Para o meu caso, a solução deste problema seria simples: alterar a label do botão para “Não possuo cartão de estacionamento” ou simplesmente “Pular”. Minha experiência teria sido mais fluida, satisfatória, e sem atritos. Também não quero dizer que isso me aborreceu ou estragou meu dia, mas me fez refletir. Todos os dias, muitas pessoas estão utilizando estes terminais pela primeira vez, seja por curiosidade ou necessidade de evitar filas. Quantas dessas acabam tendo problemas para conseguir fazer o que precisam, resultando em más experiências, e pegando o famoso ranço?

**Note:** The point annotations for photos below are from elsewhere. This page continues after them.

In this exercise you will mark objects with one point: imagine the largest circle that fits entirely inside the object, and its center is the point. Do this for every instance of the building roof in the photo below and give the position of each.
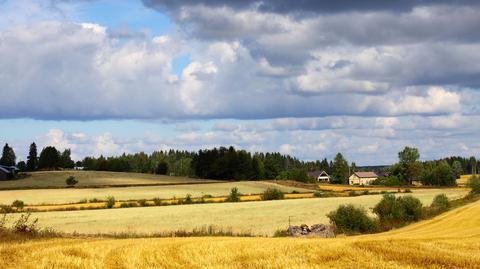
(6, 171)
(317, 173)
(365, 174)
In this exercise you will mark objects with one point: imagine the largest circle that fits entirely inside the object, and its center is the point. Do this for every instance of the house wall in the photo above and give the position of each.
(3, 175)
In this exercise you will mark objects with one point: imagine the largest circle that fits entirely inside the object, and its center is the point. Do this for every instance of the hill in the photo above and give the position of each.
(451, 240)
(56, 179)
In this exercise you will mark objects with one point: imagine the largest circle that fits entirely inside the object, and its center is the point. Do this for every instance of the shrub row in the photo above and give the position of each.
(390, 212)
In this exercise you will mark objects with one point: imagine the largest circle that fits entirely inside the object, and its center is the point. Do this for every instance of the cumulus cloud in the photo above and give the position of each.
(311, 77)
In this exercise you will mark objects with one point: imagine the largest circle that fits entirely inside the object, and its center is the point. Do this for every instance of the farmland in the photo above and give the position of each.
(451, 240)
(262, 217)
(72, 195)
(56, 179)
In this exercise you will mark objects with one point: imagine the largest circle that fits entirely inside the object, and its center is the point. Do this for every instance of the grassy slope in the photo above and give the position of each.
(451, 240)
(258, 217)
(56, 179)
(71, 195)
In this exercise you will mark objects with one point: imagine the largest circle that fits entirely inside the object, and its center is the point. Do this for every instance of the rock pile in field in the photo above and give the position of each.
(316, 230)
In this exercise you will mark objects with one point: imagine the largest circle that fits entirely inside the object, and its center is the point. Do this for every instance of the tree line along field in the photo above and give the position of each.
(74, 195)
(260, 218)
(56, 179)
(451, 240)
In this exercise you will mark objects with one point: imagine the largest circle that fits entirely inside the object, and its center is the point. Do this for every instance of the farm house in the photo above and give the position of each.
(321, 176)
(362, 178)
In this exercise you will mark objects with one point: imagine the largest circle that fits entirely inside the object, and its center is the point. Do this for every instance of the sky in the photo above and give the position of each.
(307, 78)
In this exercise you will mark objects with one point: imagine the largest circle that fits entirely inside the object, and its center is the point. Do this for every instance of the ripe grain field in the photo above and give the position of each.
(56, 179)
(73, 195)
(262, 217)
(451, 240)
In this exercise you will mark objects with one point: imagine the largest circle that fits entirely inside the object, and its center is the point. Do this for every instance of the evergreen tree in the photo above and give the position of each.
(340, 169)
(49, 158)
(65, 159)
(32, 159)
(457, 169)
(8, 156)
(410, 167)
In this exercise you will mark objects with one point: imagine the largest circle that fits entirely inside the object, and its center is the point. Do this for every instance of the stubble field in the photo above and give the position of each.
(451, 240)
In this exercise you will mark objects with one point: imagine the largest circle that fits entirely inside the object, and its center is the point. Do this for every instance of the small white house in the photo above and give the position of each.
(320, 176)
(362, 178)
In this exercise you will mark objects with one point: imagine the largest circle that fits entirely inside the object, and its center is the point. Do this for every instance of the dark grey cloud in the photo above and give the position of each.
(309, 6)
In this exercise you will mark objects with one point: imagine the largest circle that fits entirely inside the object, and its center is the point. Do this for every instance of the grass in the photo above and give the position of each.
(451, 240)
(56, 179)
(261, 218)
(74, 195)
(463, 180)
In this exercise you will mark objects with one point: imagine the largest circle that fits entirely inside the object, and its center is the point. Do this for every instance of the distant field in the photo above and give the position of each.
(257, 217)
(72, 195)
(56, 179)
(463, 180)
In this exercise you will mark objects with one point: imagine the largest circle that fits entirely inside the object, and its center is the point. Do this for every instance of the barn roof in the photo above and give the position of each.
(6, 171)
(365, 174)
(317, 173)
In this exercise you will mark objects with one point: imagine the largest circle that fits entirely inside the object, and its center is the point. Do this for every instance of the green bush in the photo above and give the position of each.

Fazendo uma rápida pesquisa sobre o tema, levantei alguns fatos históricos relevantes para a discussão. A chegada dos terminais de autoatendimento self-checkout em grandes redes de varejo nos Estados Unidos data do fim dos anos 90 e começo dos 2000. Nestes 20 anos, a novidade se popularizou até o ponto em que muitos lugares oferecem apenas o atendimento automatizado, sem contato humano. Entretanto, o histórico de implementações também revela alguns fracassos, inclusive em casos mais recentes. Em 2018, o Walmart implementou o sistema Scan and Go em 150 lojas, e poucos meses depois desistiu do projeto. A IKEA, famosa rede de comércio de móveis, removeu todos os corredores de autoatendimento de suas lojas em 2012.

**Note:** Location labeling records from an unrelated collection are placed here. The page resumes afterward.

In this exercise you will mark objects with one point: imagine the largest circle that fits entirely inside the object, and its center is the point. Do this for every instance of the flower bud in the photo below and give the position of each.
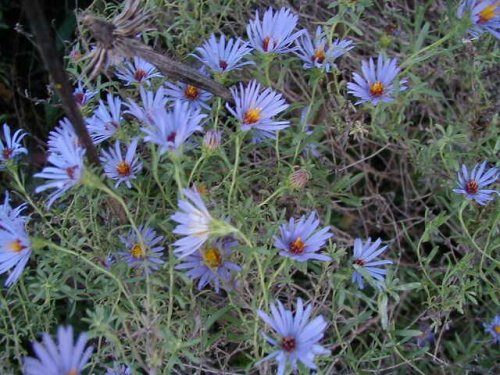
(299, 179)
(212, 140)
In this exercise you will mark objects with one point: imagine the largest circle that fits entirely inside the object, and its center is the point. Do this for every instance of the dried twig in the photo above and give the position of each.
(61, 84)
(116, 39)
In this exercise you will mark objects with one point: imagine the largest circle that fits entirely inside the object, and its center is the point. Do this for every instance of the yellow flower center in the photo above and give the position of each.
(319, 55)
(297, 247)
(191, 92)
(123, 168)
(138, 251)
(139, 75)
(377, 88)
(7, 153)
(252, 116)
(472, 187)
(16, 246)
(265, 43)
(212, 257)
(488, 13)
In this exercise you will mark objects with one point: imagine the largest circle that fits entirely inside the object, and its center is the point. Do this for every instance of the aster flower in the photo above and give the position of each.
(119, 369)
(210, 264)
(298, 336)
(300, 239)
(151, 102)
(119, 168)
(194, 222)
(494, 329)
(139, 71)
(473, 184)
(12, 146)
(143, 252)
(364, 256)
(196, 97)
(317, 54)
(66, 168)
(171, 129)
(212, 139)
(81, 95)
(222, 57)
(484, 16)
(15, 245)
(66, 357)
(255, 109)
(62, 133)
(376, 84)
(106, 119)
(275, 32)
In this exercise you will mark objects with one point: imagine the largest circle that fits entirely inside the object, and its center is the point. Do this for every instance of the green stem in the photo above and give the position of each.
(235, 169)
(98, 268)
(276, 192)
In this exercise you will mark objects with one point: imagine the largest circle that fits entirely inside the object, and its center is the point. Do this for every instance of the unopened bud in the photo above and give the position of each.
(212, 140)
(299, 179)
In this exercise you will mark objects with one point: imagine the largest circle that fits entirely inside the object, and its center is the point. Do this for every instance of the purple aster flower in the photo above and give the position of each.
(275, 32)
(194, 222)
(63, 132)
(139, 71)
(210, 264)
(212, 139)
(142, 251)
(300, 239)
(15, 246)
(364, 256)
(66, 169)
(151, 102)
(12, 146)
(196, 97)
(64, 358)
(255, 109)
(81, 95)
(171, 129)
(484, 15)
(298, 336)
(119, 369)
(376, 85)
(222, 57)
(473, 184)
(317, 54)
(106, 119)
(119, 168)
(494, 329)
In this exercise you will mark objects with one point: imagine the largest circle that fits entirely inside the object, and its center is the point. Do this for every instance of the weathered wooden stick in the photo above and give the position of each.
(56, 70)
(112, 40)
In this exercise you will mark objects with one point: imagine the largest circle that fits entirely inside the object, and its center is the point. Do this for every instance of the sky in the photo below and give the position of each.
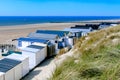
(59, 7)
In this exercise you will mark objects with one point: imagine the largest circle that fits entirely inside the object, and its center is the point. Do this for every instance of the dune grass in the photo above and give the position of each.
(99, 59)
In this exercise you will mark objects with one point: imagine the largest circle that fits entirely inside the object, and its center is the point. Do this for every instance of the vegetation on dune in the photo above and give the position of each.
(99, 58)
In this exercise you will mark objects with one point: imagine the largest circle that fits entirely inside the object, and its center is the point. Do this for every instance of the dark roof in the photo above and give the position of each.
(33, 40)
(108, 23)
(59, 33)
(35, 46)
(7, 64)
(43, 36)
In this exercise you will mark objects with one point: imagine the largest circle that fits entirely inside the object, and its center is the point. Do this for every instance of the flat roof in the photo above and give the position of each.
(43, 36)
(59, 33)
(10, 62)
(32, 48)
(36, 47)
(33, 40)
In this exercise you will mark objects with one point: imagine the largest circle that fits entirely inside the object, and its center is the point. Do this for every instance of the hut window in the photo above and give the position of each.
(20, 43)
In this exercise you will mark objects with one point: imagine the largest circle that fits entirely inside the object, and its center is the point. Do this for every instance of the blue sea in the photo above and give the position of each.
(20, 20)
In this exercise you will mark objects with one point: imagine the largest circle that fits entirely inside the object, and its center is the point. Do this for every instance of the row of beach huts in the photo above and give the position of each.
(40, 45)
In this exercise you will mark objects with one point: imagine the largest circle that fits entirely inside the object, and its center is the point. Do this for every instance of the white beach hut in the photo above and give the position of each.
(2, 75)
(26, 41)
(11, 68)
(36, 54)
(24, 61)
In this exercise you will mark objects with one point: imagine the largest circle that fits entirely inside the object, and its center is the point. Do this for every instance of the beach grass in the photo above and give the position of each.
(99, 58)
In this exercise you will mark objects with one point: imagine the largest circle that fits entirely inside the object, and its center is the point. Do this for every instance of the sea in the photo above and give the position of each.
(21, 20)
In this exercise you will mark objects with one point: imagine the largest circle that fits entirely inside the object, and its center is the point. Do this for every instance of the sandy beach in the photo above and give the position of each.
(7, 33)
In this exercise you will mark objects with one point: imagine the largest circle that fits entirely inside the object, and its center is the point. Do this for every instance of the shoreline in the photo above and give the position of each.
(82, 21)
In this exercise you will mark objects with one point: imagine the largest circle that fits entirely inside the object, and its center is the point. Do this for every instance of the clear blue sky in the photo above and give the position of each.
(59, 7)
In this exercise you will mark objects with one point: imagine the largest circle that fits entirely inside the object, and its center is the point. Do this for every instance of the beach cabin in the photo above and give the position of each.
(36, 54)
(2, 76)
(51, 37)
(51, 46)
(108, 24)
(93, 26)
(26, 41)
(24, 61)
(12, 69)
(61, 35)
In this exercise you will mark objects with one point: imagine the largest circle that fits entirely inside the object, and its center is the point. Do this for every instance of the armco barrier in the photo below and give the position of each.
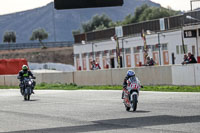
(11, 66)
(157, 75)
(183, 75)
(63, 78)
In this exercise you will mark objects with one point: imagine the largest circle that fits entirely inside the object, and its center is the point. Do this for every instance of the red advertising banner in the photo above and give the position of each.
(166, 57)
(11, 66)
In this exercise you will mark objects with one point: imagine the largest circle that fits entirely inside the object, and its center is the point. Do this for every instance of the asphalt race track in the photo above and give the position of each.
(99, 112)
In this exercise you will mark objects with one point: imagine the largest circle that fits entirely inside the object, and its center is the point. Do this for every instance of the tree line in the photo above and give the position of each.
(143, 13)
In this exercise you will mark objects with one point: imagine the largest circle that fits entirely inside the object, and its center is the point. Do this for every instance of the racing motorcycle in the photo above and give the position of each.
(131, 94)
(28, 85)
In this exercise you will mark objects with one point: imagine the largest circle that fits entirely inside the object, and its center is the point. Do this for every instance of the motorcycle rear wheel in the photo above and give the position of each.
(134, 102)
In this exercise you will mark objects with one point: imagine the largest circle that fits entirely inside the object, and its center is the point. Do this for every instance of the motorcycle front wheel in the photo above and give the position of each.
(134, 102)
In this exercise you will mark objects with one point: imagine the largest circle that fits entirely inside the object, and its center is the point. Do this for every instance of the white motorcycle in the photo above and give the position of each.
(131, 94)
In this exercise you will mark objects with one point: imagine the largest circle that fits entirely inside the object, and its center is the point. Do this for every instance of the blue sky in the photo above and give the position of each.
(10, 6)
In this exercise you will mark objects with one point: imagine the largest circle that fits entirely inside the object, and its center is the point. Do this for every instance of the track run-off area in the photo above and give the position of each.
(98, 111)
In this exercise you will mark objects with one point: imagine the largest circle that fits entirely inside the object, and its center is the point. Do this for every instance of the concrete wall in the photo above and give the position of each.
(99, 77)
(186, 74)
(157, 75)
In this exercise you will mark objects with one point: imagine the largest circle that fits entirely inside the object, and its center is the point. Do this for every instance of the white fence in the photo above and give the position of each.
(157, 75)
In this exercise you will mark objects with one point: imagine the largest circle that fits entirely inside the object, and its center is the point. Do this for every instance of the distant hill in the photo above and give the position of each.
(64, 20)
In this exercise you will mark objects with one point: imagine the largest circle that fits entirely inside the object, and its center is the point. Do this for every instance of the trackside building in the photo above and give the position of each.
(167, 40)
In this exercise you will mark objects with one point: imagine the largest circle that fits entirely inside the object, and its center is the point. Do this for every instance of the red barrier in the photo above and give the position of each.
(198, 59)
(11, 66)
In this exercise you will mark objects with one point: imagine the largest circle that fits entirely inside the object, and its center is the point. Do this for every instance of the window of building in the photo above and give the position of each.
(112, 52)
(128, 50)
(177, 49)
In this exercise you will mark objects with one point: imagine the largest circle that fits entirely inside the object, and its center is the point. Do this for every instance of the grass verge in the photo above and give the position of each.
(44, 86)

Por que será que isso vem acontecendo? Meu palpite é que as pessoas não estão aderindo. Pode ser por diversos motivos, mas a maioria está atrelada à usabilidade. A implementação de uma novidade tecnológica interativa, seja por redução de custos, ou por vontade de entrar na onda e se rotular smart, de nada adianta se não vir acompanhada de uma boa usabilidade e uma experiência que, no fim, gere valor ao usuário. Antes de sair instalando máquinas, a usabilidade destes dispositivos deve evoluir até o ponto em que o próprio sistema seja capaz de instruir e prevenir erros, de preferência sem a ajuda de agentes externos.

Implementar por implementar, sem olhar com carinho para esta questão pode ser prejudicial, e o tiro pode sair pela culatra. Lendo alguns relatos, percebi que hoje nos Estados Unidos, por terem se frustrado antes, muitas pessoas não querem mais saber destas máquinas, preferindo permanecer nas filas dos caixas convencionais, operados por uma pessoa.

Já que por terras tupiniquins isto ainda é uma novidade, como amante da tecnologia e do design, digo que precisamos cuidar para que este tipo de solução não gere aqui uma legião de insatisfeitos. Ainda dá tempo.